Abstract:
RDF Graph Summarization pertains to the process of extracting concise but meaningful summaries from RDF Knowledge
Bases (KBs) representing as close as possible the actual contents of the KB both in terms of structure and data. RDF Summarization
allows for better exploration and visualization of the underlying RDF graphs, optimization of queries or query evaluation
in multiple steps, better understanding of connections in Linked Datasets and many other applications. In the literature,
there are efforts reported presenting algorithms for extracting summaries from RDF KBs. These efforts though provide different
results while applied on the same KB, thus a way to compare the produced summaries and decide on their quality and bestfitness
for specific tasks, in the form of a quality framework, is necessary. So in this work, we propose a comprehensive Quality
Framework for RDF Graph Summarization that would allow a better, deeper and more complete understanding of the quality of
the different summaries and facilitate their comparison. We work at two levels: the level of the ideal summary of the KB that
could be provided by an expert user and the level of the instances contained by the KB. For the first level, we are computing
how close the proposed summary is to the ideal solution (when this is available) by defining and computing its precision, recall
and F-measure against the ideal solution. For the second level, we are computing if the existing instances are covered (i.e. can
be retrieved) and in what degree by the proposed summary.

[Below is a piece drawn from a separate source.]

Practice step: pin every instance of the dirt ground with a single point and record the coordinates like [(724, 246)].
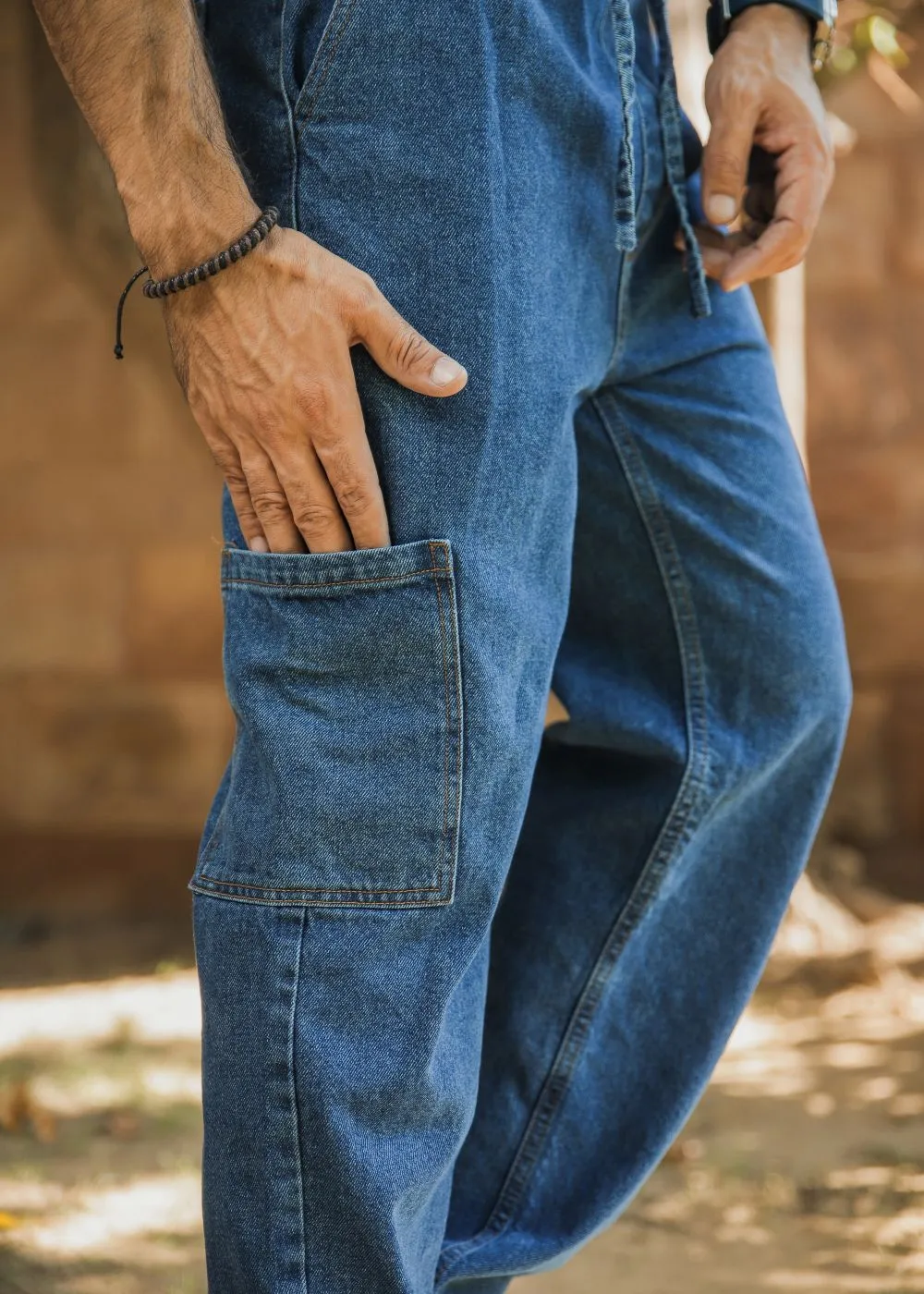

Again we define and compute its precision, recall and F-measure
against the data contained in the original KB. We also compute the connectivity of the proposed summary compared to the ideal
one, since in many cases (like, e.g., when we want to query) this is an important factor and in general in RDF, datasets that are
linked within are usually used. We use our quality framework to test the results of three of the best RDF Graph Summarization
algorithms, when summarizing different (in terms of content) and diverse (in terms of total size and number of instances, classes
and predicates) KBs and we present comparative results for them. We conclude this work by discussing these results and the
suitability of the proposed quality framework in order to get useful insights for the quality of the presented results.